You are missing some Flash content that should appear here! Perhaps your browser cannot display it, or maybe it did not initialize correctly.

SFG: So what are the -- what kinds of courses are parts of these that you can actually specialize in renewable energy?

PB: I’ve said about the masters in renewable energy in Europe which is a European -- called the European Masters. Some several of the individual universities that don’t participate in that program also offer bachelors course degrees in renewable energy. There’s some in engineering, some in just the science background, and the same is true in the U.S. Stanford has a big program. I think they give bachelor’s degrees, and masters, similarly for California, University of California.

So you can pick an engineering degree now specializing in energy production through renewables.

SFG: Okay. What if you haven’t had that forethought? What if you ...

PB: Okay. Well, if you haven’t had that forethought, it’s actually harder I think for technical people to make it into the industry than it is for say salespeople.

Because once they started working really their credibility is based on 1) their degree and 2) their experience.

And if that doesn’t relate to renewable energy or the industry that they’re actually looking at within the renewable energy spectrum, then they’re at a disadvantage. They have to demonstrate that they can try and sell that expertise somehow. And if they are in something that’s related like Silicon Valley, a lot of people in Silicon Valley are into thin films and semiconductors. Well, PV is just a big semiconductor. And so a lot of those people can successful transfer their knowledge base if you like into renewable, especially into solar.

SFG: Let’s say you have a degree and some job experience outside of the green energy field, but you want to get into that. Maybe you have worked in a related technology or maybe you’re more in a management position. Are there things that you can do to make yourself more attractive to hiring these positions?

PB: Okay. I think -- well, my observation is and it’s based on kind of, you know, one company named the Green Jobs looking outwards at what’s happening. So it’s bound to be spotty and it can’t be comprehensive. But what I seem to see is it’s easier at the beginning, as I said. The problem at the beginning is actually finding out about the opportunities.
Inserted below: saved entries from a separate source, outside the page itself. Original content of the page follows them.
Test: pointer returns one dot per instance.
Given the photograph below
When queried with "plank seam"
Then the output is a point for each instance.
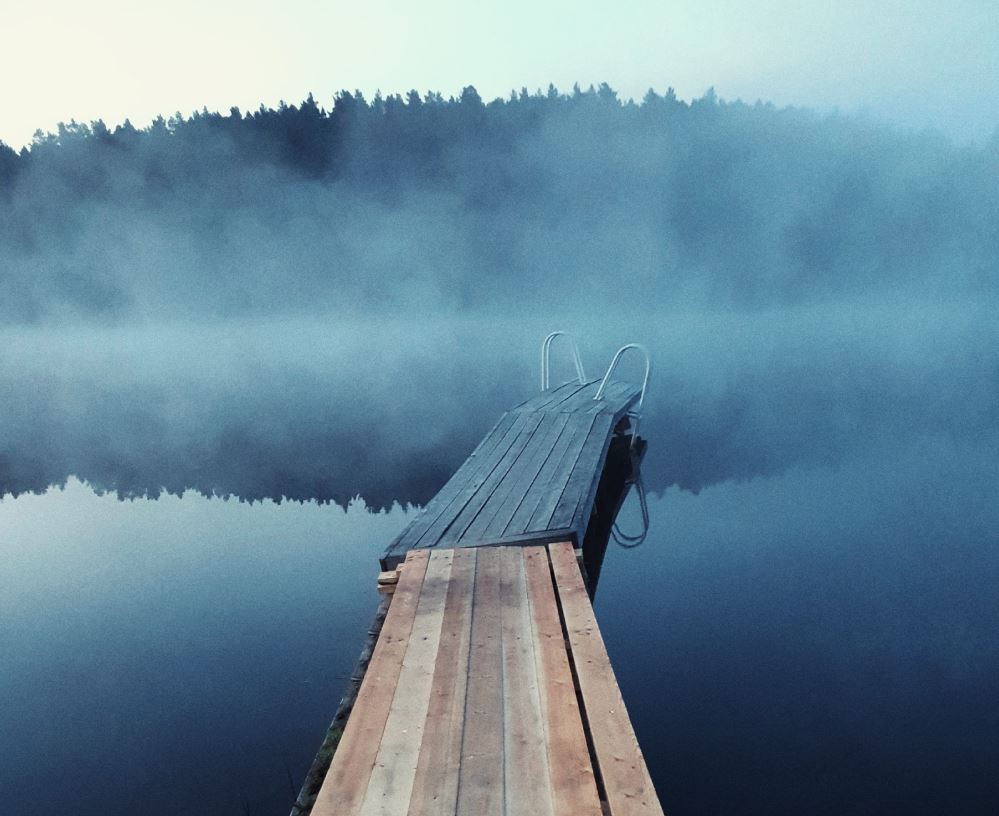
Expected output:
(590, 747)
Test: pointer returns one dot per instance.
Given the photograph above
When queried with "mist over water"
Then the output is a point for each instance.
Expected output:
(297, 304)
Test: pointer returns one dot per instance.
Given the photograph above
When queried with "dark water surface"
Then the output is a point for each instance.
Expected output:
(821, 641)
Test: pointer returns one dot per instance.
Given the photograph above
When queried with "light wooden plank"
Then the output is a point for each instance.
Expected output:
(626, 780)
(391, 781)
(528, 777)
(435, 788)
(480, 778)
(574, 791)
(347, 779)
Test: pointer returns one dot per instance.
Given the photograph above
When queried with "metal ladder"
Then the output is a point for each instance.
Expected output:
(635, 414)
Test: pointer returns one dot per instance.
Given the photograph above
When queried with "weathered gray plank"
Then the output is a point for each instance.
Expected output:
(586, 470)
(494, 516)
(553, 396)
(496, 460)
(480, 457)
(477, 500)
(541, 519)
(542, 486)
(524, 478)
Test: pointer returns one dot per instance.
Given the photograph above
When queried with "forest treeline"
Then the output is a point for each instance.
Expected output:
(459, 203)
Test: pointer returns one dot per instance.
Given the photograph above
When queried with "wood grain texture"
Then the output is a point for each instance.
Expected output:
(347, 779)
(487, 487)
(481, 775)
(625, 776)
(391, 782)
(435, 787)
(574, 791)
(527, 780)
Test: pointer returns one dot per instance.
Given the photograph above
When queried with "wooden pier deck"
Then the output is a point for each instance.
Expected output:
(533, 478)
(489, 693)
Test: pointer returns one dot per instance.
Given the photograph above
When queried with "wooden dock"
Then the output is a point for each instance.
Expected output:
(533, 478)
(489, 693)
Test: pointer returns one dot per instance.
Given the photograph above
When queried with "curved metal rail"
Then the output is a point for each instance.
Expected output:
(546, 354)
(636, 412)
(629, 541)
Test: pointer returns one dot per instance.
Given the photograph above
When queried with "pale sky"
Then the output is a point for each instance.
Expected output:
(916, 63)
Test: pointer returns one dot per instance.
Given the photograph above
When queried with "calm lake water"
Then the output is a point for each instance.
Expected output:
(810, 627)
(819, 641)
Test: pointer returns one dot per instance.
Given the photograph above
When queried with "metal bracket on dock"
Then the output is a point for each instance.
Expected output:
(635, 413)
(628, 541)
(546, 353)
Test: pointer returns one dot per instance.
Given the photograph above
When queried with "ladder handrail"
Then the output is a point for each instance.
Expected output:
(613, 365)
(636, 412)
(546, 346)
(630, 541)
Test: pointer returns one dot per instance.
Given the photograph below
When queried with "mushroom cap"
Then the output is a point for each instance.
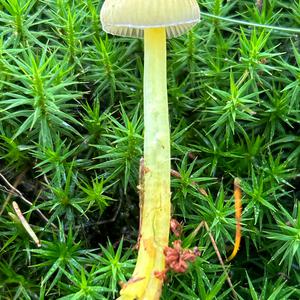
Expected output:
(131, 17)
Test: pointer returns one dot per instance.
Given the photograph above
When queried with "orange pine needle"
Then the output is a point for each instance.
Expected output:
(238, 217)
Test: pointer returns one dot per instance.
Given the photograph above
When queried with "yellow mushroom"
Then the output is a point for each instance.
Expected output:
(153, 20)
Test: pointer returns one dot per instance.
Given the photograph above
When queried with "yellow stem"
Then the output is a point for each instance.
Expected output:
(154, 231)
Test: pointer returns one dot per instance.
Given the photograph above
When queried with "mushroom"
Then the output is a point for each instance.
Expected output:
(154, 21)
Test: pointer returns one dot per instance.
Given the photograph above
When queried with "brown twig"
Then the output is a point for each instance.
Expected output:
(26, 224)
(10, 194)
(238, 217)
(16, 192)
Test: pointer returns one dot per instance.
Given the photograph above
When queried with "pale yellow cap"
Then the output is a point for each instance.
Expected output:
(131, 17)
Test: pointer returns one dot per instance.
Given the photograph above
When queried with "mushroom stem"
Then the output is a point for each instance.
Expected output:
(155, 224)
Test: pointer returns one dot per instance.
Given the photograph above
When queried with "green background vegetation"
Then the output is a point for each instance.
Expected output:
(71, 136)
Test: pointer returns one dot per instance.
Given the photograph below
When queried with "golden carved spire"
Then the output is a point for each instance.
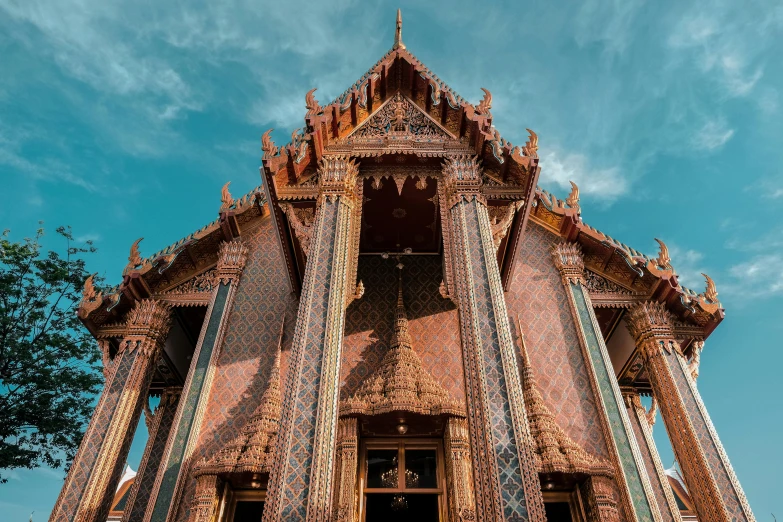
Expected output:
(398, 32)
(573, 198)
(400, 383)
(252, 451)
(663, 260)
(555, 451)
(311, 104)
(711, 293)
(486, 102)
(268, 146)
(225, 198)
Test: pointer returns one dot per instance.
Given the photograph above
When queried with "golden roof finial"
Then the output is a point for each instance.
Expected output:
(711, 293)
(573, 198)
(225, 198)
(663, 260)
(398, 32)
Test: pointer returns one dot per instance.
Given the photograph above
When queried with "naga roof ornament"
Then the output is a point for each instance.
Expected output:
(398, 32)
(401, 383)
(225, 198)
(252, 451)
(573, 198)
(664, 261)
(554, 450)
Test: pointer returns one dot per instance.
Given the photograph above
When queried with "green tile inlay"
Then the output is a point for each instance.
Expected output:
(613, 409)
(191, 400)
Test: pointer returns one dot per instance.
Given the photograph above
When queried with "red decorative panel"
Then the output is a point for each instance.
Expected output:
(433, 322)
(537, 296)
(263, 298)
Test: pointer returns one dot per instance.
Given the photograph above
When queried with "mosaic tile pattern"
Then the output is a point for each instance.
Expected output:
(606, 382)
(191, 398)
(262, 299)
(536, 295)
(148, 470)
(709, 446)
(648, 455)
(79, 474)
(433, 322)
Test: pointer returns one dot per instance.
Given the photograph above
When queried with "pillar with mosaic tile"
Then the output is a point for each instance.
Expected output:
(712, 484)
(642, 422)
(635, 488)
(506, 484)
(98, 465)
(301, 482)
(159, 425)
(190, 412)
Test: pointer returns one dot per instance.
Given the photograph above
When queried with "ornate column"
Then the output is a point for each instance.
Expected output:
(459, 472)
(159, 426)
(636, 492)
(301, 482)
(642, 422)
(346, 491)
(96, 470)
(164, 499)
(506, 480)
(711, 481)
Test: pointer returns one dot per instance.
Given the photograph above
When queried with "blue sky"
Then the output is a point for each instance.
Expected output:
(125, 119)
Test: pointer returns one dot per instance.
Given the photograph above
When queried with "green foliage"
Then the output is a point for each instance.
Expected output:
(49, 363)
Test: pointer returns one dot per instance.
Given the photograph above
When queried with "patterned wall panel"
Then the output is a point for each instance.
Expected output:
(433, 322)
(263, 298)
(732, 501)
(537, 296)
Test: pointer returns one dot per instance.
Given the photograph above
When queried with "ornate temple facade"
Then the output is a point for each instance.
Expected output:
(399, 324)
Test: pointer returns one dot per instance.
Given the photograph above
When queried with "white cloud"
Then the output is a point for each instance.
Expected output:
(712, 135)
(688, 264)
(760, 275)
(607, 184)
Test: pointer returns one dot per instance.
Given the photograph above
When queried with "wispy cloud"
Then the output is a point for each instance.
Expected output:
(605, 184)
(760, 276)
(712, 135)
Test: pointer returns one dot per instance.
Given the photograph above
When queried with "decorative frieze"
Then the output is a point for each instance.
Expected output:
(650, 324)
(231, 260)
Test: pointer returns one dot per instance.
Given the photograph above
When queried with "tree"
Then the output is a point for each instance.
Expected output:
(49, 369)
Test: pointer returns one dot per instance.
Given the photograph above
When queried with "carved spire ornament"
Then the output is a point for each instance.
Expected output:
(252, 451)
(134, 258)
(312, 104)
(573, 198)
(711, 292)
(400, 383)
(398, 32)
(531, 146)
(91, 298)
(663, 261)
(555, 451)
(485, 104)
(225, 198)
(268, 146)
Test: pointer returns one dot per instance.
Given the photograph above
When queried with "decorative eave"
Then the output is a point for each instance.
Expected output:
(555, 451)
(400, 383)
(162, 272)
(634, 276)
(288, 167)
(253, 450)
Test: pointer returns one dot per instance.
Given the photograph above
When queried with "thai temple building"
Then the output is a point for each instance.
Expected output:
(399, 324)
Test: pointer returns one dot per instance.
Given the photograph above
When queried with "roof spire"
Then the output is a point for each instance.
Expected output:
(398, 32)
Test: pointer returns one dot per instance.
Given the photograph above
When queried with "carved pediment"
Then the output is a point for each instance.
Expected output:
(399, 118)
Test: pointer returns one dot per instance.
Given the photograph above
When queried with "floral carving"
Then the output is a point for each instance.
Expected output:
(400, 383)
(399, 117)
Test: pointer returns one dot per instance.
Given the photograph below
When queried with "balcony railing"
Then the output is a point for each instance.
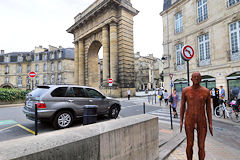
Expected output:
(232, 2)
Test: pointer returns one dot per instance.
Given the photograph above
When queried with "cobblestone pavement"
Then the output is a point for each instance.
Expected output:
(215, 150)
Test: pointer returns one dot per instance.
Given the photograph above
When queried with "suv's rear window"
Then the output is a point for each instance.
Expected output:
(38, 92)
(59, 92)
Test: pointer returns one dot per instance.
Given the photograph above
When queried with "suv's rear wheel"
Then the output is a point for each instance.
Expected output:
(63, 119)
(114, 111)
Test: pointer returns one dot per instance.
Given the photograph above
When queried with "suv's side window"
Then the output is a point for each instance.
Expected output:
(70, 92)
(59, 92)
(93, 93)
(79, 92)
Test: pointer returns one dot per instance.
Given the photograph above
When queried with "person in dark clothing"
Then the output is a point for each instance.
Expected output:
(215, 96)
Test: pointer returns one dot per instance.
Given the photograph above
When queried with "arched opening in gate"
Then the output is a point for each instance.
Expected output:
(95, 63)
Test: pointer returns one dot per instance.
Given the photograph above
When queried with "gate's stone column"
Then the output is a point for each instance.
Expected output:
(113, 52)
(105, 39)
(81, 62)
(76, 67)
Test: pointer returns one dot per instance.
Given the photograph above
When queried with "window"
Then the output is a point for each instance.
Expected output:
(19, 81)
(60, 54)
(28, 57)
(36, 68)
(6, 79)
(52, 55)
(52, 66)
(19, 69)
(44, 67)
(59, 79)
(37, 57)
(204, 49)
(52, 79)
(232, 2)
(59, 66)
(178, 22)
(19, 58)
(28, 68)
(37, 80)
(79, 92)
(202, 10)
(179, 60)
(45, 79)
(7, 69)
(93, 93)
(59, 92)
(235, 40)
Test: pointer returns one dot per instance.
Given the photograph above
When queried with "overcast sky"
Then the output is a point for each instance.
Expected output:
(25, 24)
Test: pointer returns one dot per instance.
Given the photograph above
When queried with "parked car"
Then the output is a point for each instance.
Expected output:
(62, 104)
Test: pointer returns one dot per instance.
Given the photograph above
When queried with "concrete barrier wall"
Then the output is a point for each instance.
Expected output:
(132, 138)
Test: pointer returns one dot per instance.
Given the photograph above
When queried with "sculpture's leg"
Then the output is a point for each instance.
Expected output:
(202, 132)
(189, 129)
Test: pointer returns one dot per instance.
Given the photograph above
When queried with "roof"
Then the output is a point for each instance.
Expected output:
(167, 4)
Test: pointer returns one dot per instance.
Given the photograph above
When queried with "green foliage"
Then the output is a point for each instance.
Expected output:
(11, 95)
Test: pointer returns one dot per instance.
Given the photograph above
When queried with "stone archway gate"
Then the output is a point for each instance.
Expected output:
(110, 23)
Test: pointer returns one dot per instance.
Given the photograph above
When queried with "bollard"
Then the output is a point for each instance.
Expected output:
(144, 107)
(36, 120)
(171, 116)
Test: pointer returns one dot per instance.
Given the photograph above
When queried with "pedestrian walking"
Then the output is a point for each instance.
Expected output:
(160, 96)
(129, 94)
(174, 102)
(165, 95)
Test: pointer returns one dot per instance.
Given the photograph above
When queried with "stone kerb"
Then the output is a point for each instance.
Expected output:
(127, 138)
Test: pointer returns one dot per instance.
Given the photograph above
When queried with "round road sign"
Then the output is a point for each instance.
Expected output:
(110, 80)
(187, 53)
(32, 74)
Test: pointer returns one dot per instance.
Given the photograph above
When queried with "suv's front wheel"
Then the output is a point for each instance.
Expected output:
(63, 119)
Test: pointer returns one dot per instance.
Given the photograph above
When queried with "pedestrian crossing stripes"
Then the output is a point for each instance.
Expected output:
(164, 115)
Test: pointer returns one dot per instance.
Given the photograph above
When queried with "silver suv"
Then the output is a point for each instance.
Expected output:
(61, 104)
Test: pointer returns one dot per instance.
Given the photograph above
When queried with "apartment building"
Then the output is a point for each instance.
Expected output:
(53, 66)
(148, 70)
(212, 28)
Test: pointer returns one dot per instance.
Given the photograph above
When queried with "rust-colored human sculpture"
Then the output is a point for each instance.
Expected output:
(197, 97)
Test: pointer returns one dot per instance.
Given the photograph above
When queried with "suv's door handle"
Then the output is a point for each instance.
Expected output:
(70, 100)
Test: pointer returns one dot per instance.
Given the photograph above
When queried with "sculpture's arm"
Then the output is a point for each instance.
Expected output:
(209, 112)
(182, 109)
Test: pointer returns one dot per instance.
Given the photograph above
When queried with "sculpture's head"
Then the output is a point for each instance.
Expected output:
(196, 78)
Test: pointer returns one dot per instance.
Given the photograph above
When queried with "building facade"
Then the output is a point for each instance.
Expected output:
(53, 66)
(212, 28)
(148, 71)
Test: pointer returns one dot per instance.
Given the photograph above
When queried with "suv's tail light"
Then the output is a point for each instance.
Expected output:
(40, 105)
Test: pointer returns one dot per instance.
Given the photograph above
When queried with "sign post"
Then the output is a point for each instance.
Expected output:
(32, 75)
(170, 110)
(187, 54)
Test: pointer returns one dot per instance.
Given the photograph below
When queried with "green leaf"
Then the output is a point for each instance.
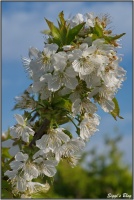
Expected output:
(116, 112)
(72, 33)
(112, 38)
(67, 133)
(61, 17)
(98, 31)
(5, 194)
(54, 29)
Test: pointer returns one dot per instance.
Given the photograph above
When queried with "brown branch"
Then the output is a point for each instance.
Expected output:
(40, 132)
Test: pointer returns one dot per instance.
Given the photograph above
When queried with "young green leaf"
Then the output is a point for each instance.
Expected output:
(72, 33)
(116, 112)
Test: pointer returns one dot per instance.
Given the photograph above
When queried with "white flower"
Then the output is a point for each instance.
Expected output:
(90, 19)
(53, 139)
(70, 151)
(84, 62)
(88, 125)
(46, 167)
(84, 105)
(21, 130)
(14, 149)
(77, 19)
(67, 47)
(106, 94)
(21, 162)
(60, 61)
(66, 78)
(42, 87)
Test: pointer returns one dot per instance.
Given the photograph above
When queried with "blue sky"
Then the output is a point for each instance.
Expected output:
(21, 26)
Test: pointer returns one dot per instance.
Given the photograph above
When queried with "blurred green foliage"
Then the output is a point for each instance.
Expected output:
(95, 176)
(102, 174)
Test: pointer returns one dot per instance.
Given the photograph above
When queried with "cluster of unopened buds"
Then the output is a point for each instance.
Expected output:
(77, 69)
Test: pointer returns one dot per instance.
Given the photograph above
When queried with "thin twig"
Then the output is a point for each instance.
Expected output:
(40, 132)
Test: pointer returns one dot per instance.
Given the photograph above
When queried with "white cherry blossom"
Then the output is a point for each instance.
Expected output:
(21, 129)
(88, 125)
(53, 139)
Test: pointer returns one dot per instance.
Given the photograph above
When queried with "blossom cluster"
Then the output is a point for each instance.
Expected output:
(77, 69)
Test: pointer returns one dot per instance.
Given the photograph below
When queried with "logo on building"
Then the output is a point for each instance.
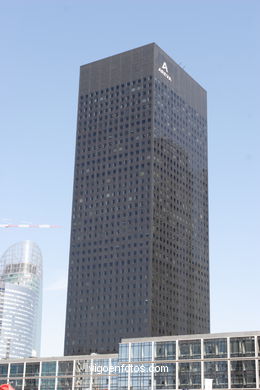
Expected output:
(164, 71)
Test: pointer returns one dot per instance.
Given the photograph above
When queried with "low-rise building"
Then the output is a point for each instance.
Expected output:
(231, 360)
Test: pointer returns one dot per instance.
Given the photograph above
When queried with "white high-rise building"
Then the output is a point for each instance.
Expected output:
(20, 300)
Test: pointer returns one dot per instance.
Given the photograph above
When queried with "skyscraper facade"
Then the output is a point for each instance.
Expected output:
(139, 261)
(20, 301)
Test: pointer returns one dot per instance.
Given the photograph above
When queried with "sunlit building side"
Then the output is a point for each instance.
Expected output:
(20, 300)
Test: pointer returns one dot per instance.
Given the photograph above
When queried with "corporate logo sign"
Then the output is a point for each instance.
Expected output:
(164, 71)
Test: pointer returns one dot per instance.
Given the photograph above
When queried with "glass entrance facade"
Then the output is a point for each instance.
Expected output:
(232, 361)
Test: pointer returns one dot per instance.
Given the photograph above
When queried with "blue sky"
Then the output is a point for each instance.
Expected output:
(43, 43)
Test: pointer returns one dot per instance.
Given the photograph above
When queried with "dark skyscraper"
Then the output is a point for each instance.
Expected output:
(139, 262)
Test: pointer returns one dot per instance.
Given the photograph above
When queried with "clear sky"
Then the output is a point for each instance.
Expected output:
(43, 43)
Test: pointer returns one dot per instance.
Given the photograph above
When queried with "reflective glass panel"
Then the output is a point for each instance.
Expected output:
(141, 352)
(32, 369)
(16, 369)
(218, 371)
(100, 382)
(47, 384)
(17, 384)
(190, 349)
(65, 368)
(82, 383)
(48, 368)
(242, 346)
(3, 370)
(64, 384)
(123, 381)
(165, 378)
(31, 384)
(215, 348)
(190, 375)
(165, 350)
(243, 374)
(141, 379)
(123, 352)
(82, 367)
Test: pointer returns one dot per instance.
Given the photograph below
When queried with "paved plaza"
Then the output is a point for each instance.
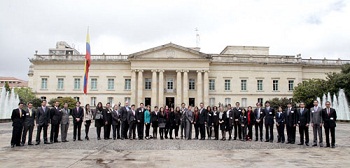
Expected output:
(173, 153)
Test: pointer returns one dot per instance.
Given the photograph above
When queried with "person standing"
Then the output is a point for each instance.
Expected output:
(28, 125)
(291, 122)
(303, 120)
(56, 116)
(116, 122)
(18, 117)
(107, 119)
(78, 114)
(87, 120)
(316, 123)
(65, 122)
(259, 118)
(42, 122)
(280, 121)
(329, 116)
(140, 117)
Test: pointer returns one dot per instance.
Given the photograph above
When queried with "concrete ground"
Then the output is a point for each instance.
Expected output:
(173, 153)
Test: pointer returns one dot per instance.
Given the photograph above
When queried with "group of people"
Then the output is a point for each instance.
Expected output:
(168, 121)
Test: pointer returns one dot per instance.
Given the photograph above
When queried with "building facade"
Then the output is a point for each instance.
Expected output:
(171, 74)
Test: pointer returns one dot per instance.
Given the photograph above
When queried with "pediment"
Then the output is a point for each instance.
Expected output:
(169, 51)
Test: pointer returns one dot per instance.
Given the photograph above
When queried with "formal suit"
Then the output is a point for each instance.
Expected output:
(28, 126)
(280, 120)
(291, 123)
(329, 117)
(316, 121)
(303, 120)
(64, 124)
(77, 113)
(42, 122)
(237, 113)
(259, 118)
(140, 117)
(269, 114)
(56, 116)
(18, 117)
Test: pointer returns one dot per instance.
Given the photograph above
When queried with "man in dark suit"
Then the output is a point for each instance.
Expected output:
(140, 117)
(290, 113)
(42, 122)
(124, 112)
(329, 116)
(17, 117)
(55, 115)
(77, 114)
(259, 118)
(132, 122)
(303, 120)
(202, 120)
(28, 125)
(269, 114)
(237, 111)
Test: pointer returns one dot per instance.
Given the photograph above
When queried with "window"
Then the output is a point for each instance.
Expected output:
(93, 84)
(212, 102)
(211, 84)
(260, 86)
(148, 83)
(127, 85)
(191, 84)
(227, 85)
(243, 85)
(93, 101)
(60, 84)
(110, 100)
(110, 84)
(275, 85)
(43, 83)
(291, 85)
(77, 84)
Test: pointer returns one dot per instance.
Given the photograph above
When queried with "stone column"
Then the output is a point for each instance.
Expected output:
(161, 88)
(154, 88)
(178, 88)
(139, 88)
(185, 86)
(199, 88)
(206, 88)
(133, 87)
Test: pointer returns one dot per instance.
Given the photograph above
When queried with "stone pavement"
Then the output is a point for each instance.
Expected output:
(173, 153)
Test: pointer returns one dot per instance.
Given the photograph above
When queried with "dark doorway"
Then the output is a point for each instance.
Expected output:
(169, 101)
(147, 101)
(191, 102)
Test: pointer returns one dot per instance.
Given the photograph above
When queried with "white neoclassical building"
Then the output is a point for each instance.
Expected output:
(171, 74)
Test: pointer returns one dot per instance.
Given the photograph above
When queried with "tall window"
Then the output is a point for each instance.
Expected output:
(148, 83)
(275, 85)
(191, 84)
(260, 86)
(227, 84)
(77, 84)
(43, 83)
(127, 84)
(93, 84)
(244, 85)
(60, 83)
(211, 84)
(110, 84)
(291, 85)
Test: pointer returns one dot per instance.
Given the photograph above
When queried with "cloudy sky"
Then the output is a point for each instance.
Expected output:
(313, 28)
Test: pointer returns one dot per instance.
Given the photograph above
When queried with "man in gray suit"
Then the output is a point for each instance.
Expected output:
(316, 122)
(28, 125)
(65, 122)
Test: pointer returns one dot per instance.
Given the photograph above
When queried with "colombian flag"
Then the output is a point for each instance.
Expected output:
(87, 62)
Because with entry-level positions, very often the company is not willing to pay relocation expenses. So they don’t advertise widely because they don’t want people applying from the east coast when they’re based on the west coast, if you understand what I’m saying.

And so I continually get questions from people in that position trying to -- you know, graduating or about to graduate and wanting to get into renewables, but frustrated because they don’t see the jobs advertised. And all I can say is look locally, and look on Craigslist because my guess is that’s where the ads are, or the local newspaper. They certainly need those people and they are hiring those people. They’re just not using Green Jobs, which is global vehicles to do it.

You know, why would you want to get 100 engineers from an Indian university applying to you in the midwest? And that’s what would happen, you know, if you put them –

SFG: That would be a good point.

PB: On something like Green Jobs. You can’t control who reads the web.

SFG: Right. So you think that those companies are advertising more locally?

PB: I think they are. I mean and, you know, without doing a poll of the companies, I can’t prove that, and I haven’t done that poll, but that’s what I believe.

You know, and you really start from the premise that renewable energy companies just like any other companies. You know, it has all the same kinds of people, same kind of posts, from CEO down to janitor, and it has to fill those posts the best way he can. You know, so the low level and the entry level, they’ll do that as locally as possible. If they see your level and the vice-president level, it’s just probably the next easiest way to break in because those guys are all highly experienced. Normally their expertise is directly applicable to the industry they’re looking at or directly tranferrable. In other words, it’s related.

And the higher you go, the less important it seems to be. You know, so if you’re a CEO, a record of -- a successful record of high tech stock ops may be more important than exactly what the stock ops were as long as they’re technology based.

You know, similarly, for CFO, experience of startups, of rasing capable venture capital and that kind of stuff, it’s putting more of the stuff than the actual kind of company that you were involved with.

So the top and the bottom have it easier than the guys in the middle, if you like.